The defendant’s presumption of innocence and right to a fair trial trumps Bowen’s right of free speech, said the Lincoln, Neb., judge who issued the order.

“It shouldn’t be up to a judge to tell me whether or not I was raped,” Bowen said. “I should be able to tell the jury in my own words what happened to me.”

Bowen’s case is part of what some prosecutors and victim advocates see as a national trend in sexual assault cases.

“It’s a topic that’s coming up more and more,” said Joshua Marquis, an Oregon prosecutor and a vice president of the National District Attorneys Association. “You’re moving away from what a criminal trial is really about.”

In Jackson County, Senior Judge Gene Martin recently issued a similar order for the trial of a Kansas City man charged with raping a teenager in 2000. Despite the semantic restrictions, the Jackson County jury last week found Ray Slaughter guilty of forcible rape and two counts of forcible sodomy.

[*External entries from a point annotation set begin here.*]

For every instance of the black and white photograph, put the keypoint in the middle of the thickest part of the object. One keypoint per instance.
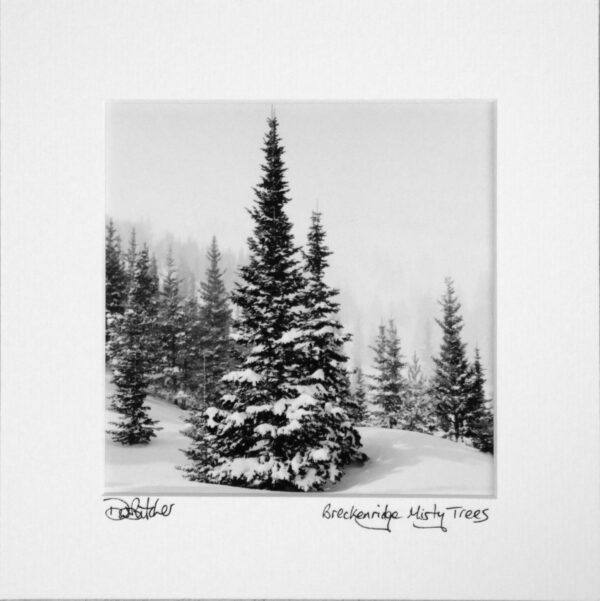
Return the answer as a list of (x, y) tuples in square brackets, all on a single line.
[(300, 298)]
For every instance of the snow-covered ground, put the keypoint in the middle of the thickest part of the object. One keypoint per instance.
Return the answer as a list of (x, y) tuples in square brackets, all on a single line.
[(399, 463)]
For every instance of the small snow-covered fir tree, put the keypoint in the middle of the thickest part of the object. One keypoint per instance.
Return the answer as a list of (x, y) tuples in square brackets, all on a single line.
[(480, 419), (131, 259), (131, 359), (116, 279), (268, 429), (215, 317), (388, 384), (451, 382), (360, 416), (418, 411), (191, 347)]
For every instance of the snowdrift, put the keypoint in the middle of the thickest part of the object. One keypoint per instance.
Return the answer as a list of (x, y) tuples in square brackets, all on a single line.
[(400, 463)]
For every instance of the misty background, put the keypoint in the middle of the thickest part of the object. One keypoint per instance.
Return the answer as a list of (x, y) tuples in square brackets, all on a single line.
[(406, 190)]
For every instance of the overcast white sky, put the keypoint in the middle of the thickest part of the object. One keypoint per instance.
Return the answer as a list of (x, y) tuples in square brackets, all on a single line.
[(406, 192)]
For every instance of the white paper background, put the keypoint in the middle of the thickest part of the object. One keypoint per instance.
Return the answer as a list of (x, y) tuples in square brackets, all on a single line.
[(62, 60)]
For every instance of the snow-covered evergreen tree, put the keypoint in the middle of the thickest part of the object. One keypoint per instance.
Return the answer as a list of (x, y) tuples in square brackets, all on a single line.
[(131, 354), (191, 348), (451, 379), (268, 429), (388, 383), (322, 340), (480, 419), (170, 326), (215, 317), (418, 411), (116, 281), (360, 416), (131, 259)]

Whether this guy is innocent or guilty is a matter for the jury to decide. But, they should be able to hear both sides of the case and her side of the case is that she was raped. We’re not talking about pre-schoolers here; we’re talking about adults who are going to be making a decision about whether or not a man will be going to jail (Personally, I’d support the death penalty in rape cases, but that’s another post) and if there is anybody on that jury who can’t handle hearing the word “rape” without it causing his judgment to run wildly askew, then he doesn’t belong on a jury any way.

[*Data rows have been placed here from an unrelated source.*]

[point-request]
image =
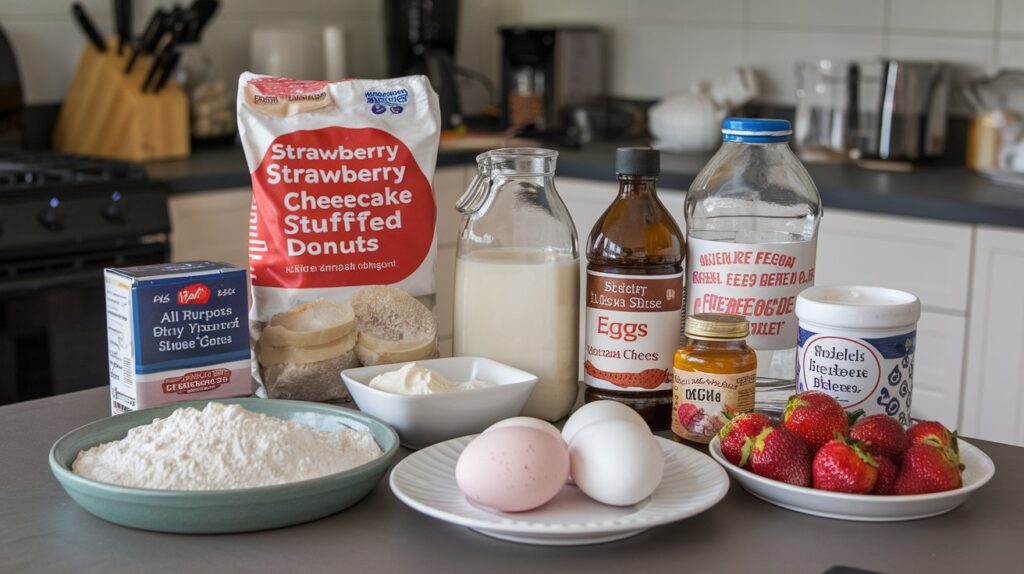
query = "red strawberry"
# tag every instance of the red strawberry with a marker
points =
(928, 469)
(844, 466)
(888, 471)
(883, 435)
(735, 432)
(922, 432)
(778, 454)
(815, 416)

Moreover, although we don’t know the facts here, let’s assume for a moment that Tory Bowen was raped. How offensive is it that she isn’t even being allowed to say what was done to her in front of a jury that will be deciding the fate of her rapist? Justice is a two way street and, yes, the victims, not just the criminals, should have some rights, too — and to tell a woman who was raped that she can’t even point out her accuser and say “He raped me,” is an affront to those rights.